Thursday, June 2, 2011

TOP STORY > >Cost of a DUI part 3: Career impact

By Staff Sgt. Nestor Cruz

19th Airlift Wing Public Affairs

(Editor’s note: This is part three of a series on how DUIs impact Airmen and the mission.)

“I’m affecting myself, my finances, my career and my future in the Air Force.”

This is what Airmen like Airman Johnson (not her real name and rank) is realizing after being charged with driving under the influence.

Airman Johnson, a member of the 19th Mission Support Group, realized too late the importance of having a plan and making choices that affect an Airman’s career.

“Every night I’m thinking, ‘Why did I do it? Why didn’t I just stay there? Why didn’t I wait a few more hours?’” said Airman Johnson.

It was a time of pride and celebration for Airman Johnson as she attended a college graduation ceremony for a family member one Thursday evening. To celebrate, the family went out for dinner and Airman Jones had two small glasses of wine.

Three hours later, the celebration continued at her parents’ home where Airman Johnson consumed a few more drinks over the course of four hours. She drank water in between drinks, hoping to lessen the effects of the alcohol.

The water gambit didn’t work out for Airman Johnson when she was pulled over by local police for driving seven miles per hour over the speed limit. The police officer asked Airman Johnson to take a breathalyzer test and she blew .16. She was arrested a mere five-minute drive away from her home.
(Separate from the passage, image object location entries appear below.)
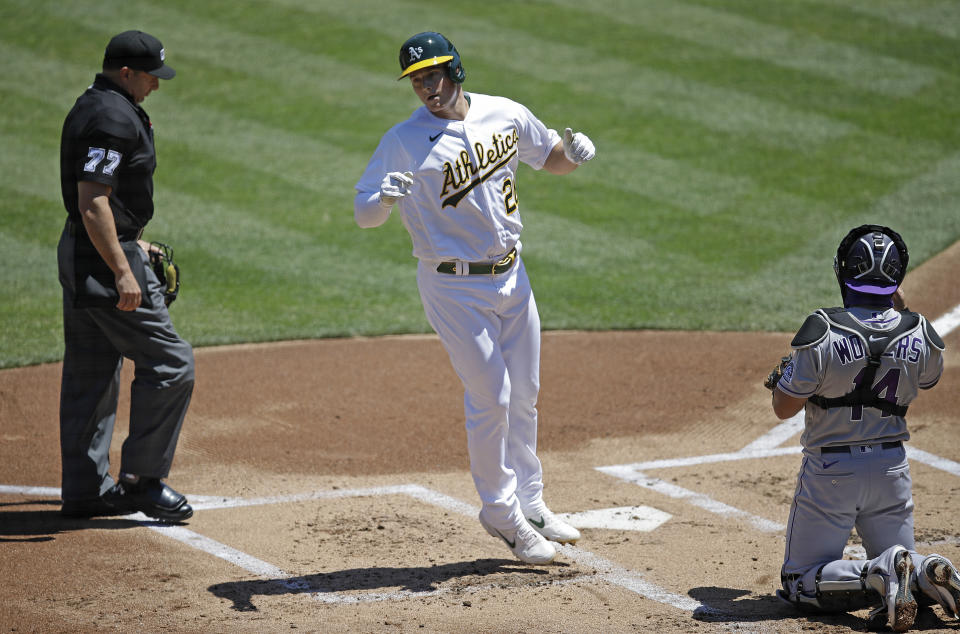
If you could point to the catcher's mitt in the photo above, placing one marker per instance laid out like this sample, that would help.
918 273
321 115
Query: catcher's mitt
161 259
774 377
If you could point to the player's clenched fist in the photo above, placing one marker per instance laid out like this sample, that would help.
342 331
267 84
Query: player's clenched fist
577 147
395 186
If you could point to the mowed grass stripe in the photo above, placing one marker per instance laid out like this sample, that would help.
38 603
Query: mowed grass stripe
262 152
937 16
737 36
637 89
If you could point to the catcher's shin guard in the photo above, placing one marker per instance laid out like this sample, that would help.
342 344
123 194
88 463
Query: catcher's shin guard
829 596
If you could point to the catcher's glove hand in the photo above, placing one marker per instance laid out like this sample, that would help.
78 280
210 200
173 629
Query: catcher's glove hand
161 259
774 377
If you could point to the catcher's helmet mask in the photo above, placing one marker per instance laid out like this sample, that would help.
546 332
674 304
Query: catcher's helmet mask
871 259
430 49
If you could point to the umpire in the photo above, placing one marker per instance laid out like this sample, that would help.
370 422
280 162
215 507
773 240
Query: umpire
113 305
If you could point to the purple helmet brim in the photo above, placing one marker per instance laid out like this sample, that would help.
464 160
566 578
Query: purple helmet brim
871 289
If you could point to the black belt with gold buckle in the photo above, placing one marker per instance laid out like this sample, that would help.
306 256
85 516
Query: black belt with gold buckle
848 449
482 268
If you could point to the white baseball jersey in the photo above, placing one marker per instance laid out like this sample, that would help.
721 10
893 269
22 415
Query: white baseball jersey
463 203
833 365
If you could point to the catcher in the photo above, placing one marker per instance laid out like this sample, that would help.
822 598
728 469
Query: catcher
854 371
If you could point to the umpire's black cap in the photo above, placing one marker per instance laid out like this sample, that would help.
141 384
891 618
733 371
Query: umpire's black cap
139 51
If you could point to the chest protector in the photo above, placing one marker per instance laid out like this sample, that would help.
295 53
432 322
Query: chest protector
815 328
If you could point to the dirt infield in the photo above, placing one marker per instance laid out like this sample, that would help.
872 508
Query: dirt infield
332 493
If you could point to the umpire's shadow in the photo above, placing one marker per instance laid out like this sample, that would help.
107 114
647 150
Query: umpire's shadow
731 605
42 525
414 579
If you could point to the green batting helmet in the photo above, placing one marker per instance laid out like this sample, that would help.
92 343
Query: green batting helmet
430 49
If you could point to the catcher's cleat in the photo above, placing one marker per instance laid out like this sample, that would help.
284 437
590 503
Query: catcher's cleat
892 572
527 545
938 579
550 526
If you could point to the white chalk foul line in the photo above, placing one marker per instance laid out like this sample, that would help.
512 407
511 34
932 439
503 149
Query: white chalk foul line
607 570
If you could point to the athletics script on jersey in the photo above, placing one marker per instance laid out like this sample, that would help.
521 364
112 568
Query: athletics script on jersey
458 174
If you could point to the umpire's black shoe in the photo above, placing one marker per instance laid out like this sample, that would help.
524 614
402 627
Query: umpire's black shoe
151 497
90 507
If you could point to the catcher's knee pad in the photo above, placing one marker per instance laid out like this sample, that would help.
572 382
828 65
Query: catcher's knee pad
829 596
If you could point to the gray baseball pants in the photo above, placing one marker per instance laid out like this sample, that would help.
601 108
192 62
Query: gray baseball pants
96 342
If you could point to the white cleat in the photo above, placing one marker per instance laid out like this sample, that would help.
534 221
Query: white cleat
526 544
938 579
551 526
889 574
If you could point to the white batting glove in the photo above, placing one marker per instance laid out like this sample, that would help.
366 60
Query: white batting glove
577 147
395 186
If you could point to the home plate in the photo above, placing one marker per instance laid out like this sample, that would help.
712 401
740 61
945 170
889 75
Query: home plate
624 518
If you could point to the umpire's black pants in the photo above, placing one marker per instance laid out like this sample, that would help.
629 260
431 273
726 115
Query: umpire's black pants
96 342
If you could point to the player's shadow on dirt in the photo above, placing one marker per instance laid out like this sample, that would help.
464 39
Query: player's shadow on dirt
415 579
725 605
41 526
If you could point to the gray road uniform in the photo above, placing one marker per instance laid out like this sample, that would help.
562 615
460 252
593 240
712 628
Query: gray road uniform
108 138
854 471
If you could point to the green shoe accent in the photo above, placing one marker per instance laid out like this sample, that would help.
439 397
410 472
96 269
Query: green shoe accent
511 544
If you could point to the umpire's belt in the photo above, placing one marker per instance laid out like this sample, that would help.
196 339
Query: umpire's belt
480 268
852 448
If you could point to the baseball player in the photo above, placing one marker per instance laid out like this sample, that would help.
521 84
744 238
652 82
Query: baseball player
451 170
854 371
113 304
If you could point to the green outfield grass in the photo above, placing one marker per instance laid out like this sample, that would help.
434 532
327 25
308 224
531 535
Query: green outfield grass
737 142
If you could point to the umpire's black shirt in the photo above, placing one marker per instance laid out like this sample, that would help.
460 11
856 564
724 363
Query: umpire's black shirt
107 138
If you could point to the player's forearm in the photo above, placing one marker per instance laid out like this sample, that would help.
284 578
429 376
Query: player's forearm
93 201
367 210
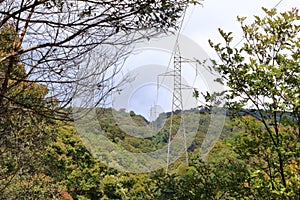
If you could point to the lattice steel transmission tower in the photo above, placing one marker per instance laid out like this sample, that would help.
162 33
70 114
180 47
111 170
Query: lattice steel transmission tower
177 108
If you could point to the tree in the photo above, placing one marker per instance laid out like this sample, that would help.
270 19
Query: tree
53 39
23 132
263 76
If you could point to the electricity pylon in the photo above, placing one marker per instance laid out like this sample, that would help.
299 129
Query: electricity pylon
177 106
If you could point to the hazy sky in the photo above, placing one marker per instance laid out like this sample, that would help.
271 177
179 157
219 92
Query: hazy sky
201 23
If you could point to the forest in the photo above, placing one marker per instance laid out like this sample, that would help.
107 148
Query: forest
45 154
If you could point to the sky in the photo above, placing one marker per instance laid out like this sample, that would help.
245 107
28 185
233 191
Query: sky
200 24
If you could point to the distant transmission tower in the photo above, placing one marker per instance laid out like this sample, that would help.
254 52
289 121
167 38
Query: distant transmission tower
177 107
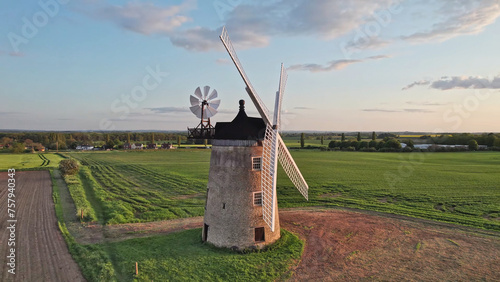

Airman Johnson was taken to the local police station where she filled out paperwork and was booked for DUI. She was later released the next morning at approximately 6 a.m. By 9 a.m., she was able to get her car from the impound. It was then she called her supervisor.

“I spent all day in my first sergeant’s office and my flight chief’s office … all my supervision … taking up all their time until late afternoon,” said Airman Johnson. The following week, Airman Johnson met with her squadron commander.

Airman Johnson has a pending demotion, unfavorable information file and a letter of reprimand. She was also placed on a control roster and fired from her special duty.

“It’s not over,” said Airman Johnson. “My lawyer says I’m facing probably a minimum of $1,400 in court fines and fees and a permanent criminal record in Arkansas.”

“I had a problem”

Airman Smith (not his real name and rank), an aircrew member with the 19th Operations Group, is facing similar troubles for a DUI incident that happened several months ago.

One Saturday afternoon, Airman Smith was at home, drinking and playing video games. He decided to go out later that evening, so he stopped drinking at approximately 4 p.m. He felt sober enough to drive about six hours later and went to a local club.

Airman Smith had a few drinks there before deciding to go home. He went to his car to charge his cell phone and started the engine.

“I felt fine,” recalled Airman Smith. “I told myself to pay real close attention to my senses and be extra cautious [driving home].”

Airman Smith’s senses were sharp enough for him to notice the flashing red and blue lights in his rear view mirror. The police officer informedhim that he had crossed double yellow lines. The young Airman didn’t recall crossing any lines and politely answered the police officer’s questions. As the questioning continued, the police officer told the Airman not to give him attitude.

“I was real calm and cooperative in my mind,” said Airman Smith. “[The police officer] asked why I was trying to make things worse. I was trying to be real nice. I did everything he asked, including taking a sobriety test.”

Airman Smith failed the sobriety test and was arrested about a block away from his home.

After spending a night in jail, Airman Smith called a co-worker who posted his bail. He then called his first sergeant who told the young Airman to “be prepared.”

Airman Smith spent the entire week in service dress, meeting with his first sergeant; flight chief; group chief; and squadron, group and wing commanders.

Airman Smith was placed on duty not including flying status for six months and is currently waiting for a waiver.

“I also have to sign an alcohol abstinence waiver if I want to stay in the Air Force and remain as an active-duty aircrew member,” said Airman Smith. The waiver states that the member will abstain from alcohol. It is placed in the member’s medical records.

“I’m also subject to random blood tests to make sure I haven’t been drinking,” he added.

In addition to the alcohol abstinence waiver, Airman Smith received an LOR, a referral enlisted performance report and was placed on a control roster. He lost base driving privileges for a year and was directed to attend a Mothers Against Drunk Driving seminar.

Airman Smith must also attend Alcoholics Anonymous meetings twice a week for four years, and Alcohol and Drug Abuse Prevention and Treatment Program seminars once a week also for four years.

“After going through AA and everything else, it may have been a sign that I needed to take a good hard look at how I’ve been drinking and partying,” said Airman Smith. “I had a problem and I don’t want to go back to where I was before [all this happened].”

Setting the conditions for success means supervisors and Airmen should focus attention on responsible alcohol use by highlighting programs in place, such as having a plan or calling 987-AADD (2233) or a supervisor when an Airman has had too much to drink.